Boş boş konuşup geyiğin dibine
çapa atıyoruz abi. Konuşmak deyince
kelimeleri bir nevi bubble gum duyarlılığında ağzımıza alıp şöyle iki çevirip
sonra tükürüyoruz, anladın mı çocuğum?
Yalnız yere tükürmemek lâzım, kuşlar ekmek sanıp yiyince gagaları yapışıyormuş, sonra açlıktan ölüyorlarmış...
Zaten mesele bu değil mi ya? "Mesele" mi dedim ben? İğrencim ya! Ya
Allah Bismillah, mazallah, maşallah falan!
Toplumsal içerikli eleştiri
mevkiinden makine dairesine tenzili rütbe oldum ben, kırk üç buçuk derece
ateşle yaktım kazanı, verdim gazı, verdim gazı!
USB2 girişten sonra 3'ü de çıktı
mı acaba? Hayır filmin bir yerinde kız erkeği öpeceği sırada patronu onu
öpüyor, o bakımdan... Kız sukut-u hayal âleminde tavşan kovalarken karşısına
kutu yaısı çıkmasın mı? Pis zihniyetliler ondan bahsetmiyoruz! çikolatadan
çıkan ayı bu dediğimiz!
Bir teknomarkete girince en çok
çalmasını istediğim müzik sanat müziği benim... Şöyle yatışalım, sakinleşelim,
kemik iliklerimiz ısınsın... sevgiye dostluğa açım ben, söyleyelim bir talimat verilsin,
dönerciler kapansın! Belki bir kısmı tinercidir, belli mi olur?
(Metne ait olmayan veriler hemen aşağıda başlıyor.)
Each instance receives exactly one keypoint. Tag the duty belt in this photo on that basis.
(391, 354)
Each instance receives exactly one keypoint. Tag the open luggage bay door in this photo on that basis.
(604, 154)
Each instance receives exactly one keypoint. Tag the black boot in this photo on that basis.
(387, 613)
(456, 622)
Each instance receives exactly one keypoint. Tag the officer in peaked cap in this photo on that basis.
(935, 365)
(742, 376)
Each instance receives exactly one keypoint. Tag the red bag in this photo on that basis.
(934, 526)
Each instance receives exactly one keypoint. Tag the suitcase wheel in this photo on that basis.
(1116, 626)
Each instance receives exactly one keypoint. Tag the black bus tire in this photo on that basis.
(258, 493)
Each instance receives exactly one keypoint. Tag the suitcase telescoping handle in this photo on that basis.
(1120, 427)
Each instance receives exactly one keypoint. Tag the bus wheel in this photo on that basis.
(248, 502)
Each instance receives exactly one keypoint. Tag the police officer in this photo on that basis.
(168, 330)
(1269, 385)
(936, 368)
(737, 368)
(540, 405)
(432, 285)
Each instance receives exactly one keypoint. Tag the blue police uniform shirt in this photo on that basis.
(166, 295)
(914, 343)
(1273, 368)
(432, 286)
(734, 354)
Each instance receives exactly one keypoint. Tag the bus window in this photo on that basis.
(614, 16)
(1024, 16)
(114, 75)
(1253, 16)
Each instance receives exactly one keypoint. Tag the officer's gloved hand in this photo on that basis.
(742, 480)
Sen okuyabildin mi yazıyı? Yoksa
dikkatin mi dağıldı ortasına gelemeden? Gülmüyorum ya ne gülüyorsun? Ben sana
kuruyor muyum?
Rubeyba ile Ammar'ın bugün izni
gelmiş, onu da alıp gitmişler... BUgün offum abi! yarın kısmetse stand bye! hep
good olacak değil ya? Tövbe estağfurllah-ı mazallah-ı şahanet-ül küblübeyn!
Tarkmayan sarkmayan şarkılarımızla sizinleyiz cici annem!